On compte aussi environ 60 000 Serbes résidant dans des enclaves isolées parmi les Albanais, protégés par les troupes de l’OTAN.

La Serbie ne manquera pas de tirer partie d’un potentiel exode de masse de dizaines de milliers de Serbes de ces enclaves isolées au sud de l’Ibar, l’utilisant comme un autre argument en faveur de la partition.

Les États-Unis et les principaux pays de l’UE devraient soutenir la sécession du Kosovo. Des analyses montrent, tout de même, qu’il reste à voir si l’Occident, risquant un affrontement diplomatique avec la Russie, celle-ci ayant placé le Kosovo sur sa « ligne rouge » de sécurité, va rester sur sa position de reconnaissance de l’indépendance du Kosovo ou choisir de présenter la partition comme « un moindre mal ».

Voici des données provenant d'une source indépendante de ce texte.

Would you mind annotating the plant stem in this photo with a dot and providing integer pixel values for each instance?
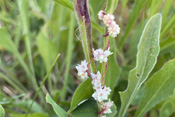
(69, 57)
(83, 17)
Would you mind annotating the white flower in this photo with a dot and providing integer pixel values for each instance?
(107, 106)
(101, 56)
(101, 14)
(101, 93)
(114, 30)
(107, 90)
(82, 69)
(108, 19)
(96, 80)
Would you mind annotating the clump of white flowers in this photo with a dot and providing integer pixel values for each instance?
(101, 92)
(113, 27)
(101, 56)
(82, 69)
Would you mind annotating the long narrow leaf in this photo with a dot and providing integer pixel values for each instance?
(148, 50)
(159, 87)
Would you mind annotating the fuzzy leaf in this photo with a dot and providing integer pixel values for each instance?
(58, 110)
(46, 47)
(159, 87)
(133, 16)
(88, 108)
(84, 91)
(148, 50)
(2, 112)
(167, 109)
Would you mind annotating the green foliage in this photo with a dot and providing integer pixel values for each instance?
(148, 50)
(46, 47)
(84, 91)
(89, 108)
(167, 109)
(58, 110)
(33, 32)
(133, 16)
(31, 115)
(65, 3)
(2, 112)
(159, 87)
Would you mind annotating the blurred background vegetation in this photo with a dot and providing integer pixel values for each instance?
(37, 30)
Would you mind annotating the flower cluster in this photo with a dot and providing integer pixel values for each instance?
(101, 91)
(101, 56)
(113, 28)
(82, 69)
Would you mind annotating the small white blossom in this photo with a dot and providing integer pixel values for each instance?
(114, 30)
(101, 56)
(107, 106)
(101, 14)
(82, 69)
(96, 80)
(108, 20)
(102, 93)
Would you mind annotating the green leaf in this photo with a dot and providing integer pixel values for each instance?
(167, 109)
(65, 3)
(5, 41)
(25, 104)
(148, 50)
(111, 6)
(84, 91)
(58, 110)
(89, 108)
(133, 16)
(159, 87)
(46, 47)
(2, 112)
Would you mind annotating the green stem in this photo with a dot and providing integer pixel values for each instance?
(83, 17)
(11, 82)
(69, 57)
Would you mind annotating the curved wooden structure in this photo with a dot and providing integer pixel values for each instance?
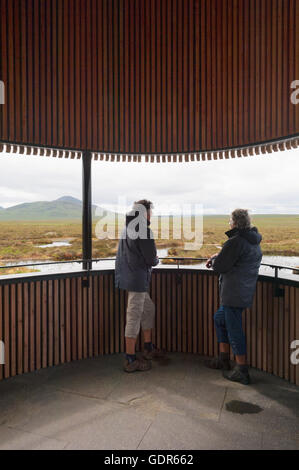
(51, 319)
(172, 80)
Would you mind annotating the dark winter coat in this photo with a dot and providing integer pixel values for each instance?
(238, 265)
(135, 258)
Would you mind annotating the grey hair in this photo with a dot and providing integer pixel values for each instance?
(241, 218)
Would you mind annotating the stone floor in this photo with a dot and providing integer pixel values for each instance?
(179, 404)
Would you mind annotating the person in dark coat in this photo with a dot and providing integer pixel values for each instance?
(238, 265)
(135, 258)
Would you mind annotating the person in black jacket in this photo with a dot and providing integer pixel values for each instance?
(135, 258)
(238, 265)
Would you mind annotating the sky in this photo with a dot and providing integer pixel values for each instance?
(264, 184)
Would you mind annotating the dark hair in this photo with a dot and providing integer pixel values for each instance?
(147, 204)
(241, 218)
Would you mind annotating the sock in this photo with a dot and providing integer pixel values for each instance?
(224, 357)
(131, 357)
(243, 368)
(148, 346)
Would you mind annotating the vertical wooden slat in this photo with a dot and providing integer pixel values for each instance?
(32, 337)
(292, 325)
(210, 313)
(179, 314)
(270, 344)
(80, 322)
(13, 327)
(74, 318)
(62, 321)
(200, 304)
(280, 336)
(286, 339)
(164, 310)
(259, 325)
(184, 312)
(205, 316)
(194, 314)
(26, 327)
(111, 313)
(1, 324)
(6, 327)
(68, 331)
(174, 309)
(45, 302)
(297, 330)
(84, 317)
(20, 328)
(101, 314)
(56, 318)
(254, 326)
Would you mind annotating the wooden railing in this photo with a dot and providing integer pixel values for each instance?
(47, 320)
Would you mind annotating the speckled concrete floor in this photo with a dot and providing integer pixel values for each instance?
(179, 404)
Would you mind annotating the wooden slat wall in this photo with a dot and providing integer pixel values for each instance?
(148, 76)
(53, 321)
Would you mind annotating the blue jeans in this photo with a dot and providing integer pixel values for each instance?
(228, 324)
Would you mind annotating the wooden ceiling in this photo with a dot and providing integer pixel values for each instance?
(153, 80)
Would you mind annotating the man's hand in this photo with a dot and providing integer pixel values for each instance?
(209, 262)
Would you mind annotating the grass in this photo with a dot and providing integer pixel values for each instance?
(19, 240)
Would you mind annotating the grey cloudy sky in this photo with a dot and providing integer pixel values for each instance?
(264, 184)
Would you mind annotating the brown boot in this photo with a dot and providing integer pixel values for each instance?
(155, 353)
(218, 363)
(138, 365)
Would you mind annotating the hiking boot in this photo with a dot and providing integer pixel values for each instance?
(155, 353)
(138, 365)
(218, 363)
(238, 374)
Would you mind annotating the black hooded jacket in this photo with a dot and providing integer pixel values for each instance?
(238, 265)
(135, 256)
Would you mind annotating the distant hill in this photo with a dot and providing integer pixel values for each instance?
(65, 207)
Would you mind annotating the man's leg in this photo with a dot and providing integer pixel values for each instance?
(147, 324)
(222, 361)
(233, 320)
(134, 313)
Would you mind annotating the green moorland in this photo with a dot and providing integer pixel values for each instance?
(19, 240)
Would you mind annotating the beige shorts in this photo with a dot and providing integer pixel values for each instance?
(140, 311)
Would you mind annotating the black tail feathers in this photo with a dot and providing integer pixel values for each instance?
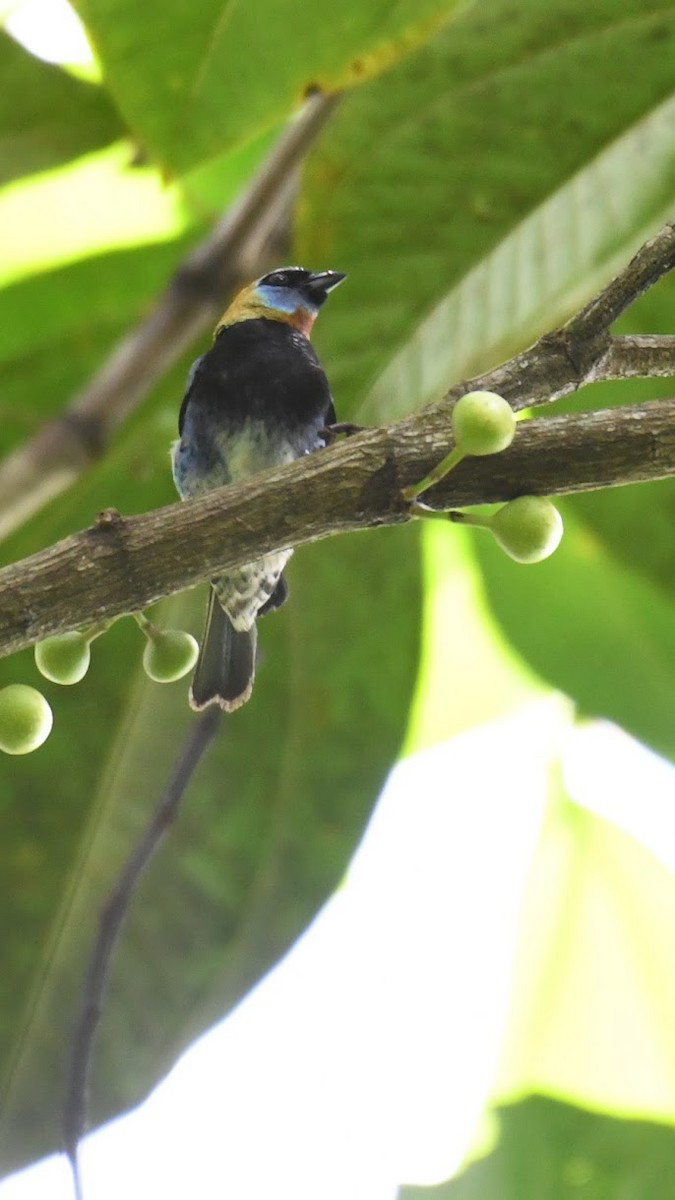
(226, 665)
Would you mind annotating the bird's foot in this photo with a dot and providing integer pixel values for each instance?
(345, 429)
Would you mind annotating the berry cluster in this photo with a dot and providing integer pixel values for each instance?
(25, 717)
(527, 528)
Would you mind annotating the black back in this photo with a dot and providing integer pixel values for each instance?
(261, 369)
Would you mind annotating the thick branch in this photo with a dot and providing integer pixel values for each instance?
(121, 565)
(237, 249)
(583, 351)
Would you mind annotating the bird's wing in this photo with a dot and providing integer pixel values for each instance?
(189, 385)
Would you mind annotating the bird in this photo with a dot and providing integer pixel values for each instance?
(257, 399)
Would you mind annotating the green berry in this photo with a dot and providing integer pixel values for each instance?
(529, 528)
(483, 423)
(169, 654)
(64, 659)
(25, 719)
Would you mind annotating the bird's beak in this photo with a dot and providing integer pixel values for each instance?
(323, 282)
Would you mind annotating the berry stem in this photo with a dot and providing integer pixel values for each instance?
(452, 460)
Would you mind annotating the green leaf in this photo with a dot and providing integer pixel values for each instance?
(52, 118)
(422, 174)
(592, 627)
(595, 987)
(543, 271)
(266, 832)
(193, 81)
(555, 1151)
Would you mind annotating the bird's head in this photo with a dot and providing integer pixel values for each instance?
(290, 294)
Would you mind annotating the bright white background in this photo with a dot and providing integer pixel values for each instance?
(366, 1056)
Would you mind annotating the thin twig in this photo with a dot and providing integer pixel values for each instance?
(109, 924)
(236, 249)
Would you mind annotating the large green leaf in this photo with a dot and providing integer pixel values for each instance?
(553, 1151)
(52, 117)
(193, 79)
(543, 271)
(423, 173)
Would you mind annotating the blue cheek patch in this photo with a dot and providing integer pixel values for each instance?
(284, 299)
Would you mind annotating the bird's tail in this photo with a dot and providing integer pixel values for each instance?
(227, 663)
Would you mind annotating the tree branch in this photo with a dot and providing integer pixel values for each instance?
(121, 565)
(237, 249)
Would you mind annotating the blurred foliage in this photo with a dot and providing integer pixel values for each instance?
(481, 179)
(561, 1152)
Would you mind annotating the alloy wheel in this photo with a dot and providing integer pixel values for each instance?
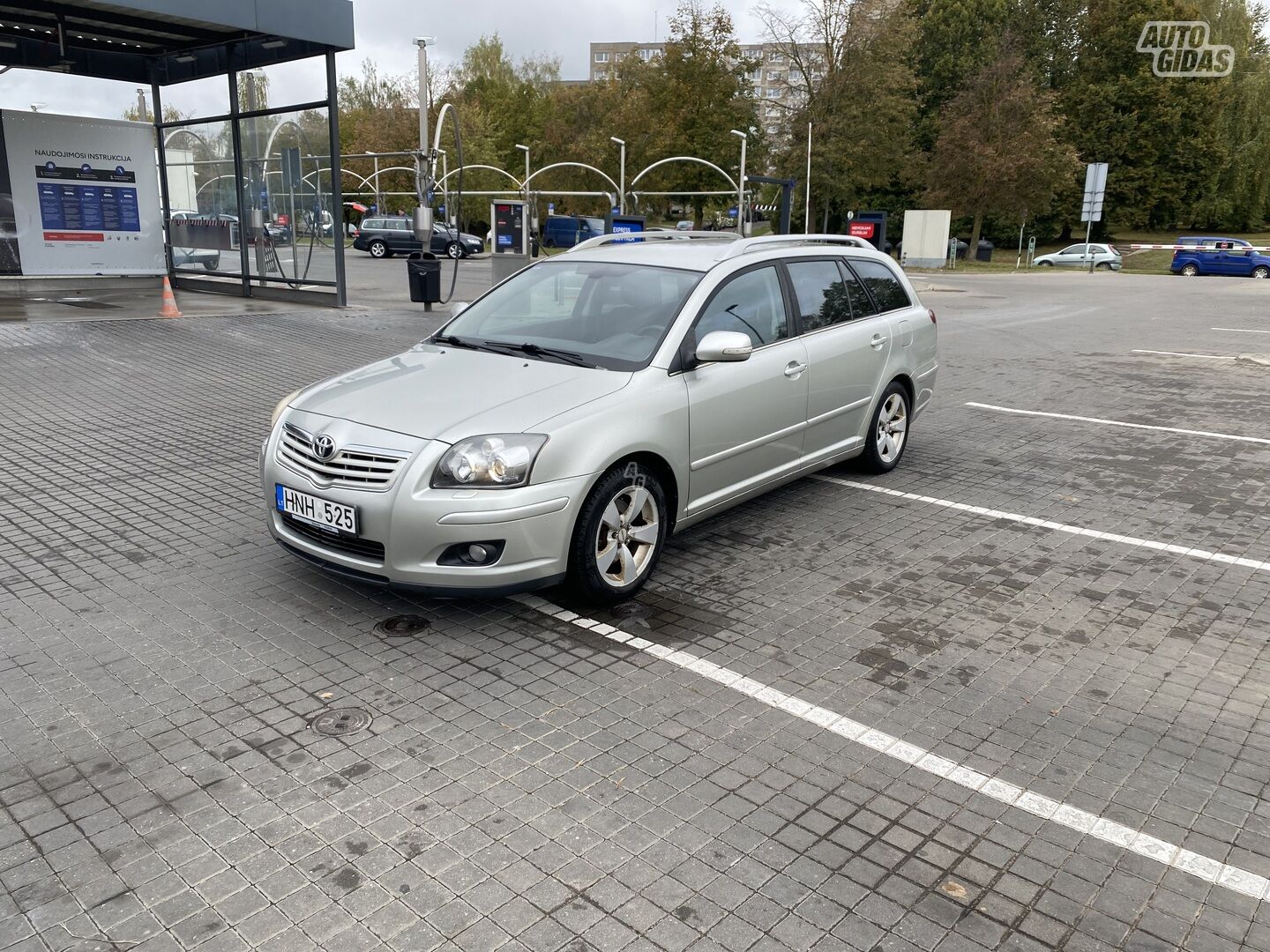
(628, 534)
(892, 428)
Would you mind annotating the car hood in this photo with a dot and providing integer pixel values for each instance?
(450, 394)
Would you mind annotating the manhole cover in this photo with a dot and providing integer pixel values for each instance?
(401, 626)
(630, 609)
(340, 721)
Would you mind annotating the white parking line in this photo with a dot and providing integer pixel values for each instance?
(1232, 877)
(1117, 423)
(1058, 525)
(1175, 353)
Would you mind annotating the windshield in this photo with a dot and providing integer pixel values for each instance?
(608, 314)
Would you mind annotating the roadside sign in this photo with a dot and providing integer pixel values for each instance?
(1095, 190)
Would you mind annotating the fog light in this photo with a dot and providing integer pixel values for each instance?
(485, 553)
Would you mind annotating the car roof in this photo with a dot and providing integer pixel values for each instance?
(705, 254)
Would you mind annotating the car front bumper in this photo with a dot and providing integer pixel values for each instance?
(415, 524)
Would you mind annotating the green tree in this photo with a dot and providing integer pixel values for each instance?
(997, 150)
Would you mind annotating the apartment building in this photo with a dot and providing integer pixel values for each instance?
(779, 83)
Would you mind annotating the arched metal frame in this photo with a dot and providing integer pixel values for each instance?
(684, 159)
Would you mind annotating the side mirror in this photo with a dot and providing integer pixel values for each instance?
(724, 346)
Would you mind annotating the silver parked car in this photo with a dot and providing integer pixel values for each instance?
(1105, 258)
(566, 421)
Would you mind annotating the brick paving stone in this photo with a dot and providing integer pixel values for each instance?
(526, 785)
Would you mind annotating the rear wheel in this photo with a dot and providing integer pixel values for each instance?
(888, 432)
(619, 534)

Pendant ce temps, le troc des terres continue au ralenti : les Albanais vont au sud et les Serbes au nord. Pour le dire de manière crue, la province est en train de devenir le lieu de « retournements de vestes dissimulés ». Le gouvernement serbe serait en train d’acheter des maisons appartenant à des Albanais au nord du Kosovo avec l’aide d’intermédiaires. Alex Anderson de l’International Crisis Group affirme : « Je n’ai pas vu les papiers, et il y a une réticence du gouvernement serbe à admettre directement ce qu’il fait, mais tout le monde comprend à Mitrovica que c’est bien cela qui se passe ». Pendant ce temps, selon Alex Anderson, la riche diaspora albanaise achète toutes les propriétés serbes dans le centre du kosovo, en payant souvent un prix très élevé.

Des analystes soulignent que de telles réalités sur le terrain sont en train de donner des arguments à ceux qui pensent que la partition pourrait procurer une porte de sortie face au bloquage des discussions sur le statut du Kosovo.